Ask yourself, why am I seeing this presentation? Is the presentation related to a key performance indicator, a business problem, or a hypothesis, or is it just an arbitrary metric? If it is just an arbitrary metric, ask why the graph was developed.
The Address
See that address on the postcard? Are you and your colleagues addressing your presentation to the right audience?
A side effect of introducing self-service analytics (and a more data-driven culture) is that the decision power moves closer to the front-end business users. Thus, if you are a presenter, reconsider the default approach to first make a presentation to the management group. Instead, consider presenting it to the people actually responsible for the product or service. They will give you more details and valuable feedback because they are closer to the data. Then you can make a second presentation to the management group.
Similarly, if you are listening to a presentation, ask about feedback from the business people closer to the data or if future meetings have been planned with them.
The Sender and the Stamp
Is the postcard from a friend? Did your friend send the postcard without a stamp, letting you pay for the shipment? Do you trust the presenter and analytics used?

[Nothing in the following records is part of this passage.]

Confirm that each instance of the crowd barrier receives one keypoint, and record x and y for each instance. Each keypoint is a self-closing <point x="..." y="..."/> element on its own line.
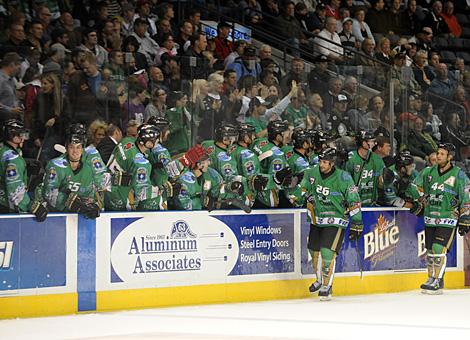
<point x="69" y="264"/>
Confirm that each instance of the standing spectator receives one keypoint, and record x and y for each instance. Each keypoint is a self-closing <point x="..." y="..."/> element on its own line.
<point x="157" y="107"/>
<point x="435" y="21"/>
<point x="147" y="46"/>
<point x="223" y="47"/>
<point x="180" y="120"/>
<point x="9" y="68"/>
<point x="49" y="116"/>
<point x="329" y="42"/>
<point x="90" y="43"/>
<point x="451" y="19"/>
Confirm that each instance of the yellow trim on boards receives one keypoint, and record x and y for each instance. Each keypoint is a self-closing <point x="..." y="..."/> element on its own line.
<point x="259" y="291"/>
<point x="38" y="305"/>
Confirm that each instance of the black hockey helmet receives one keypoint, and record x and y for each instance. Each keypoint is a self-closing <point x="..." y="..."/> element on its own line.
<point x="147" y="132"/>
<point x="404" y="158"/>
<point x="276" y="127"/>
<point x="160" y="122"/>
<point x="363" y="136"/>
<point x="449" y="147"/>
<point x="75" y="138"/>
<point x="225" y="130"/>
<point x="299" y="137"/>
<point x="245" y="129"/>
<point x="329" y="154"/>
<point x="12" y="128"/>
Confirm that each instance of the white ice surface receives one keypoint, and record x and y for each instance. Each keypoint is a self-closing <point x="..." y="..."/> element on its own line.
<point x="402" y="316"/>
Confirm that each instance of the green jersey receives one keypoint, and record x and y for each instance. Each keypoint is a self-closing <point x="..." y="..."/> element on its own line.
<point x="60" y="180"/>
<point x="140" y="194"/>
<point x="366" y="174"/>
<point x="332" y="198"/>
<point x="447" y="196"/>
<point x="13" y="180"/>
<point x="195" y="190"/>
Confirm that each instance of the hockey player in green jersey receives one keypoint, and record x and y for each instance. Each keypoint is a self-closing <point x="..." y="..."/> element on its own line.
<point x="273" y="162"/>
<point x="14" y="179"/>
<point x="68" y="181"/>
<point x="297" y="159"/>
<point x="398" y="185"/>
<point x="220" y="153"/>
<point x="446" y="194"/>
<point x="366" y="168"/>
<point x="132" y="188"/>
<point x="332" y="197"/>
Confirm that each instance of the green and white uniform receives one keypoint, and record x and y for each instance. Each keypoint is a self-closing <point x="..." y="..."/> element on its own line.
<point x="366" y="174"/>
<point x="13" y="181"/>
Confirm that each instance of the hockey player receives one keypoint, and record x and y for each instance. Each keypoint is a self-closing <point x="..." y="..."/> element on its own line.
<point x="398" y="189"/>
<point x="445" y="190"/>
<point x="332" y="198"/>
<point x="68" y="181"/>
<point x="273" y="160"/>
<point x="366" y="168"/>
<point x="297" y="159"/>
<point x="14" y="179"/>
<point x="132" y="188"/>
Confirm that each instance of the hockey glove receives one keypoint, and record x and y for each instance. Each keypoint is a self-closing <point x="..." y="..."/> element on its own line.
<point x="39" y="210"/>
<point x="259" y="182"/>
<point x="121" y="179"/>
<point x="283" y="177"/>
<point x="417" y="208"/>
<point x="355" y="231"/>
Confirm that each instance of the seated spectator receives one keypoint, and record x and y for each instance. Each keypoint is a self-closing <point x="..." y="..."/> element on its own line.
<point x="420" y="143"/>
<point x="246" y="65"/>
<point x="435" y="21"/>
<point x="377" y="18"/>
<point x="223" y="47"/>
<point x="96" y="132"/>
<point x="108" y="143"/>
<point x="328" y="42"/>
<point x="451" y="20"/>
<point x="157" y="106"/>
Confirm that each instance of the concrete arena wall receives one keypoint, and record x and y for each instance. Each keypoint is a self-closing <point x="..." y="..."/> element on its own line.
<point x="69" y="264"/>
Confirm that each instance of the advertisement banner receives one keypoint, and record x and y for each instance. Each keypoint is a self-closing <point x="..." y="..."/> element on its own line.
<point x="32" y="255"/>
<point x="391" y="240"/>
<point x="168" y="249"/>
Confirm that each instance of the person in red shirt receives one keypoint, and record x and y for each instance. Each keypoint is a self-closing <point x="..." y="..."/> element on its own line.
<point x="223" y="47"/>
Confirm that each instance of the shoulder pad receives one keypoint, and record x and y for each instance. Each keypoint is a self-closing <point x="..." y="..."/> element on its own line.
<point x="60" y="162"/>
<point x="245" y="154"/>
<point x="91" y="150"/>
<point x="140" y="159"/>
<point x="9" y="155"/>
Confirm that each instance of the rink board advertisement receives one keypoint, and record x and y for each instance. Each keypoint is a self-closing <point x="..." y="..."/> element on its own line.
<point x="181" y="249"/>
<point x="391" y="240"/>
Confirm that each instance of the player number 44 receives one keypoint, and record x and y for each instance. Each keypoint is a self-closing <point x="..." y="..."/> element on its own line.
<point x="6" y="249"/>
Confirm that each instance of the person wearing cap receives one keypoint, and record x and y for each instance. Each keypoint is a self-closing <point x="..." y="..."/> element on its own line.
<point x="223" y="47"/>
<point x="247" y="64"/>
<point x="444" y="191"/>
<point x="10" y="67"/>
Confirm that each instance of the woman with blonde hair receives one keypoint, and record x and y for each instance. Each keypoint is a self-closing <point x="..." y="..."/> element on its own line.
<point x="96" y="132"/>
<point x="49" y="116"/>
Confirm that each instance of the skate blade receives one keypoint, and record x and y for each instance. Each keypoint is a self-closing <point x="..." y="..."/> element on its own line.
<point x="325" y="298"/>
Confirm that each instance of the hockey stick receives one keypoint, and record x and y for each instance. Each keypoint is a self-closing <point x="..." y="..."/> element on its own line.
<point x="358" y="254"/>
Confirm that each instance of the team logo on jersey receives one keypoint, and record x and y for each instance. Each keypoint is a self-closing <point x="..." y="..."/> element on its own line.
<point x="52" y="174"/>
<point x="96" y="163"/>
<point x="11" y="171"/>
<point x="210" y="150"/>
<point x="277" y="165"/>
<point x="450" y="181"/>
<point x="141" y="174"/>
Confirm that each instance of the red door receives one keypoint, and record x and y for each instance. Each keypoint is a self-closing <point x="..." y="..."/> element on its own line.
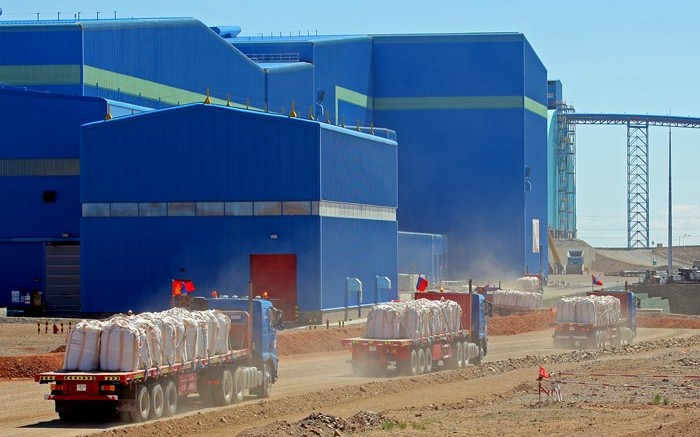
<point x="276" y="275"/>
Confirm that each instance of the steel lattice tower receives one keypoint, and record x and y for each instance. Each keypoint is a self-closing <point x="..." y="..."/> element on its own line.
<point x="637" y="184"/>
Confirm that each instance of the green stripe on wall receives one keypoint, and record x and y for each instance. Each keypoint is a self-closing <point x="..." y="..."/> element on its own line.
<point x="537" y="108"/>
<point x="436" y="103"/>
<point x="147" y="89"/>
<point x="350" y="96"/>
<point x="442" y="103"/>
<point x="28" y="75"/>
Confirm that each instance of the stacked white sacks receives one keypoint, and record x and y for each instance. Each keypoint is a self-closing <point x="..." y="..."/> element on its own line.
<point x="128" y="343"/>
<point x="413" y="319"/>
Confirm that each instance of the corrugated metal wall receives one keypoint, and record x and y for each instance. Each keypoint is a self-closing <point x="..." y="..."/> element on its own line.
<point x="362" y="249"/>
<point x="358" y="169"/>
<point x="159" y="63"/>
<point x="460" y="113"/>
<point x="217" y="154"/>
<point x="21" y="269"/>
<point x="422" y="254"/>
<point x="289" y="83"/>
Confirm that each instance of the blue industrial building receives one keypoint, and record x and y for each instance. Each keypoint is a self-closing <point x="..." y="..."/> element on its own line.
<point x="40" y="188"/>
<point x="469" y="112"/>
<point x="224" y="195"/>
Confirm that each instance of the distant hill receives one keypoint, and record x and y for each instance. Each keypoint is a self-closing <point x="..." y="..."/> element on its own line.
<point x="615" y="259"/>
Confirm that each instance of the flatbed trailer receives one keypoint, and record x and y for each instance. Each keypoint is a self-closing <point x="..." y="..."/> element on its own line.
<point x="154" y="392"/>
<point x="592" y="335"/>
<point x="414" y="356"/>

Nowadays, many organizations have adopted self-service business intelligence, which allows more users to develop and perform their own data analysis. To enforce quality assurance, the entire chain -- from raw data to finished graph -- should come with a stamp of quality certification. Reports and graphs displaying official organizational figures have the highest level of quality certification and can be trusted. When there is no quality certification present, ask the presenter how the graph was developed, what data was used, and what type of analytics tools were used.
The Decision
Just as the combination of the postcard's picture and personal message helps you decide whether you would like to visit the same place, the information in a presentation should be adequate to drive business decisions.
At the end of a presentation, you will be in one of three situations.
- You can draw insights and take action. Congratulations. This is the desired outcome. Your organization is moving toward a data-driven culture.
- You cannot draw any insights. A lack of insights is a sign that the analytics may be of no (future) interest or that the presentation format is not suitable. Ask the presenter to return with answers to your questions and revised analysis.
- You can recognize the insights but do not take action. If the insight drawn is "we are moving in the right direction," consider launching a small experiment with a new approach that could potentially lead to even better results. In his book, Turn the Ship Around!, David Marquet discusses different types of questions leaders can ask. Following that ladder of questions, ask meeting participants what insights can be drawn and what they would like to do or intend to do. Merely asking "What do you think about this?" can result in a random set of opinions, with few suggestions for how to implement the insights.
A Final Word
The perspective we've suggested in this article is not rocket science, but these types of questions and considerations are not used as frequently as they should be. To move your organization to a data-driven culture, start by taking notes at your next business meeting and use the elements of the postcard as a template. Consider what types of questions are already being raised, then focus on asking the right ones.